【衛生】「世界トイレの日」イベントに参加して(ケドゥグ)

2015年12月10日

セネガル青年海外協力隊(水の防衛隊)、岡本隊員からの現地レポートです。セネガルでは、地方給水・地方衛生が重要な課題になっています。今回は「トイレ」に注目したイベントについてご紹介します。

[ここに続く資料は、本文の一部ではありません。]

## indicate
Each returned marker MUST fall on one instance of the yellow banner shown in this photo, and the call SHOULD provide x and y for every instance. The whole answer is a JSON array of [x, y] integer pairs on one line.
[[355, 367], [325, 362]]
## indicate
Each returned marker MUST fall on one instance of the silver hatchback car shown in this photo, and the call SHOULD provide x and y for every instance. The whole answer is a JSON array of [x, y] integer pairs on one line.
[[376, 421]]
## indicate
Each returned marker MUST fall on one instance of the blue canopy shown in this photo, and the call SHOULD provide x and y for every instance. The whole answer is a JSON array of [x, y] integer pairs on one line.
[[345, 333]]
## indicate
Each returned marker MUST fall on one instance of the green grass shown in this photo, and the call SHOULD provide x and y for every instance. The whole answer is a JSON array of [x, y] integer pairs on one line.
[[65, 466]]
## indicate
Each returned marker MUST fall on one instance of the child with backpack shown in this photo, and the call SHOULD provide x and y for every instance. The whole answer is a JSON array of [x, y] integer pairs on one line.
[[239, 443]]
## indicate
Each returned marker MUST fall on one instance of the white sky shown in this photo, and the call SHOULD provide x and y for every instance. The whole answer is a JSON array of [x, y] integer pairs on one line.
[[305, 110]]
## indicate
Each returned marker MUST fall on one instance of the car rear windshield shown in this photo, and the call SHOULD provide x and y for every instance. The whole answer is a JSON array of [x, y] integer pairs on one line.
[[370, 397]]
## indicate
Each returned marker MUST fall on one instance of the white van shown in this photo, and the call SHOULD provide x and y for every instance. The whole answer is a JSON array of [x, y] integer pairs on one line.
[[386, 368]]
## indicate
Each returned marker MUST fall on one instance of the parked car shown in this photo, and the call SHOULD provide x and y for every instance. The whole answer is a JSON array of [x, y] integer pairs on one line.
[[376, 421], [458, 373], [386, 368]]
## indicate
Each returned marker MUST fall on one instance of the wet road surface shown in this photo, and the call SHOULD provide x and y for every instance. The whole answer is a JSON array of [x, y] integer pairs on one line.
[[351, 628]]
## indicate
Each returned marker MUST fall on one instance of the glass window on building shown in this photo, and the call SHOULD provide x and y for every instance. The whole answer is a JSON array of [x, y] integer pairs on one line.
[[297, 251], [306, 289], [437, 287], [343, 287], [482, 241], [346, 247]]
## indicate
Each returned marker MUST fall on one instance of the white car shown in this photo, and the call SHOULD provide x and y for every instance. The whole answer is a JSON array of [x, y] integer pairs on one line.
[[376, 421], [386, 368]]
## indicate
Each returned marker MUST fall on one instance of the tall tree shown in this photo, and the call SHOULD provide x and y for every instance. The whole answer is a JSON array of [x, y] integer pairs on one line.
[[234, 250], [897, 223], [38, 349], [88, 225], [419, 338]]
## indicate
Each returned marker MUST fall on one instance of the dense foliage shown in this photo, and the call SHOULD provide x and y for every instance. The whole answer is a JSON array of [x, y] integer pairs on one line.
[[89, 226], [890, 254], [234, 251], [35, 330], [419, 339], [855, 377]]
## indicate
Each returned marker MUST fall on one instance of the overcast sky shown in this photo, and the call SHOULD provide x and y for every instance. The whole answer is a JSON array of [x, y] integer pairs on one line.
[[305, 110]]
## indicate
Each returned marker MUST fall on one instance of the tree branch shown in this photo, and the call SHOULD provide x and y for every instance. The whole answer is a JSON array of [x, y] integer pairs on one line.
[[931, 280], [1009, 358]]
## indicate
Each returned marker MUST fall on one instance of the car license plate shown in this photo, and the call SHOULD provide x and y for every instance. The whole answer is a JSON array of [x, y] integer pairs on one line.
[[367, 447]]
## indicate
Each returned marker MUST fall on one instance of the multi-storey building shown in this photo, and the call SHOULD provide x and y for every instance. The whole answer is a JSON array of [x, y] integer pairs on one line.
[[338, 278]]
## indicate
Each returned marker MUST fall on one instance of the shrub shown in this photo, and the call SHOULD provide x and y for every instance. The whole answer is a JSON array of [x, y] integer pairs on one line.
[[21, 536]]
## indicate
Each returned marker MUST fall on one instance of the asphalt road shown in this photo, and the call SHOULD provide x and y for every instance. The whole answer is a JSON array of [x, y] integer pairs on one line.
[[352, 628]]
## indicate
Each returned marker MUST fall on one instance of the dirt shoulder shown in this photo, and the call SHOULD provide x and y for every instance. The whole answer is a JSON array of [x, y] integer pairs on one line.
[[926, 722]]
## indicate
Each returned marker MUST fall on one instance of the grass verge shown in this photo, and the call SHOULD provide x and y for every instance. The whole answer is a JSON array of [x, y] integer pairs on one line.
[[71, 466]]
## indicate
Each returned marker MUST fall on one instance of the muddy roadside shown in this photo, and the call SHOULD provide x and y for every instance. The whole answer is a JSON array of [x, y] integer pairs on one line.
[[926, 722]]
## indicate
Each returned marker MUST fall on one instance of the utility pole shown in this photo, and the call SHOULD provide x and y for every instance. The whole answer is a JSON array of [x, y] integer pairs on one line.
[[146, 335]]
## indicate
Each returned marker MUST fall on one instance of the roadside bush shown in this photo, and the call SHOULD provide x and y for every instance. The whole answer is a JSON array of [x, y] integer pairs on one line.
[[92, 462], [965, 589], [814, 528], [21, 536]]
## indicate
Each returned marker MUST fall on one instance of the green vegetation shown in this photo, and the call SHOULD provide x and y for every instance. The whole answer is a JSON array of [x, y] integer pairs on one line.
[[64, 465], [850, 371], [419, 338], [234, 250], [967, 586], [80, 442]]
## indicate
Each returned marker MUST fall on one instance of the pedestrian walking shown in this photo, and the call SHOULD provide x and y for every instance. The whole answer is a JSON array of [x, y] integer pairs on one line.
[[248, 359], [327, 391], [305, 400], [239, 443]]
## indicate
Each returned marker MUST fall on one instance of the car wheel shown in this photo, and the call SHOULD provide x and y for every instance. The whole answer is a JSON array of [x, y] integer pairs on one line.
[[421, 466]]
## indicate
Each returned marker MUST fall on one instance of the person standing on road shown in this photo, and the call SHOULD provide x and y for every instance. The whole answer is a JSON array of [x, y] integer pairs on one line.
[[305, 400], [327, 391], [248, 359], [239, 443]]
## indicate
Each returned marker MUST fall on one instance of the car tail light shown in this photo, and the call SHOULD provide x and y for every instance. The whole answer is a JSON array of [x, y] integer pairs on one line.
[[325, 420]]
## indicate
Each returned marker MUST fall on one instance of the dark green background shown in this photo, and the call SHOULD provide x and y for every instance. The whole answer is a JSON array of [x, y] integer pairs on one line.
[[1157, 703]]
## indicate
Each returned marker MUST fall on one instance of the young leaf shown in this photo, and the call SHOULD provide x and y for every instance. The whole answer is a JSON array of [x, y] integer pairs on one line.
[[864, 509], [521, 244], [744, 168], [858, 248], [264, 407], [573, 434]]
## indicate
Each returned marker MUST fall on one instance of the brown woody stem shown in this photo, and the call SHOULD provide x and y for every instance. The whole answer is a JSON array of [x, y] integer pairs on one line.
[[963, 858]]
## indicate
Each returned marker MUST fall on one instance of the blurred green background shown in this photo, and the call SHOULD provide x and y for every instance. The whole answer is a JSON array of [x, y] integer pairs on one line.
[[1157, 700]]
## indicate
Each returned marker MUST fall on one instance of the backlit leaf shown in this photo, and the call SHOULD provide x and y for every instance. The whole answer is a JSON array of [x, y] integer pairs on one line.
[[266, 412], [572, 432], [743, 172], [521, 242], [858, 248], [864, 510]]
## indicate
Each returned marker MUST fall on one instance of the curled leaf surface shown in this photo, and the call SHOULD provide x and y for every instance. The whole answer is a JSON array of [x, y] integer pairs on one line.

皆さん、「世界トイレの日」という日があることをご存知でしょうか?
2013年に国連で定められた、トイレに関する問題を少しでも改善できるよう考える日です。セネガルでも制定された2013年から、この「世界トイレの日」に併せて毎年イベントが行われています。私は、今回「世界トイレの日」イベントに参加するため、初めてケドゥグ州へ訪問しました。
ケドゥグは、ダカールから東へ約700kmのところにある内陸部で、マリ、ギニア、ガンビアの国境と接する州です。ダカールを出発し7時間、タンバクンダ市を越えたあたりから、周りの砂景色が徐々に赤土色に変わります。道路沿いは木々で囲まれ、今までの地平線を見ながらの景色ではなくなり、自然豊かな風景に変わります。タンバクンダからケドゥグへ行く途中、野生のイボイノシシ、猿、マントヒヒなどが道路沿いに現れます。そして、ケドゥグ市内に入ると、ガンビア川の恵みにより、植物が生い茂り、家畜の食物が豊富にあるため、任地では見たことのない大きなサイズの牛やヤギなどがたくさんいました。
ケドゥグ市内の移動では、初めてイカダを使いました。ケドゥグ市内からガンビア川を渡る際、手動式のイカダがあり、最大自動車2台、2輪車、歩行者が利用でき、みんなで綱を引っ張り川を渡りました。(ちなみに、自動車と2輪車については有料で、歩行者は無料で利用可能です。)

【画像】

現在、タンバクンダ、マタム、ケドゥグの3州にてJICA技術協力のイジアス・リュラルプロジェクト(トイレ建設支援と衛生啓発を主としたプロジェクト)が行われています。このプロジェクトでは2013年はタンバクンダ、2014年はマタム、そして2015年はケドゥグにて、「世界トイレの日」のイベント開催を支援しています。(他パートナー支援により2015年はカザマンス地方、カフリン県、ンブール県でも実施)。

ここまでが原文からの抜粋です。